By John Gruber
WorkOS: APIs to ship SSO, SCIM, FGA, and User Management in minutes. Check out their launch week.
For many years now, iOS has offered an option in the Passcode section of the Settings app: “Erase all data on this iPhone after 10 failed passcode attempts.”
I’ve long been intrigued by this setting, but never turned it on, out of the vague fear that something could happen and I’d wind up with a wiped iPhone. Say, if a “friend” surreptitiously took my phone at a bar and entered 10 wrong passcodes as a prank. Something like that.
I asked on Twitter over the weekend how many people use this feature, and over 4,000 people responded to the poll. One-third use the feature, two-thirds don’t.
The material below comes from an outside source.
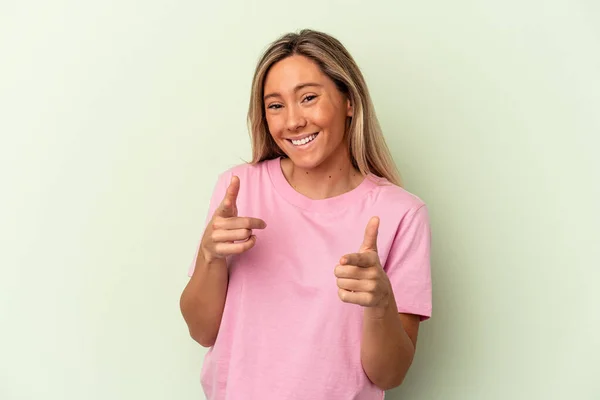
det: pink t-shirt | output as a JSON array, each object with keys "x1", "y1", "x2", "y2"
[{"x1": 188, "y1": 157, "x2": 432, "y2": 400}]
Among those who don’t, the most common response, by far, is that they don’t use it because they’re the parents of young children, and they fear that their kids will trigger the erasure of their phone.
I had no idea until I looked into it last weekend, but it turns out this feature is far more clever than I realized, and it’s highly unlikely that your kids or jackass drinking buddies could ever trigger it. After the 5th failed attempt, iOS requires a 1-minute timeout before you can try again. During this timeout the only thing you can do is place an emergency call to 911. After the 6th attempt, you get a 5-minute timeout. After the 7th, 15 minutes. These timeouts escalate such that it would take over 3 hours to enter 10 incorrect passcodes.
[Update: 3 hours is incorrect. According to Apple’s own iOS Security Guide (page 15), it would take one hour and 36 minutes. Attempts 1-4 are “free”. There’s a 1-minute delay before the 5th attempt, 5 minutes before the 6th, 15 minutes before the 7th and 8th, and a 60-minute delay before the 10th.]
It seems pretty clear from the responses to my poll that I wasn’t alone in thinking that this feature was more dangerous than it really is. I’ve got it turned on now, and I can’t think of a good reason why anyone wouldn’t enable this.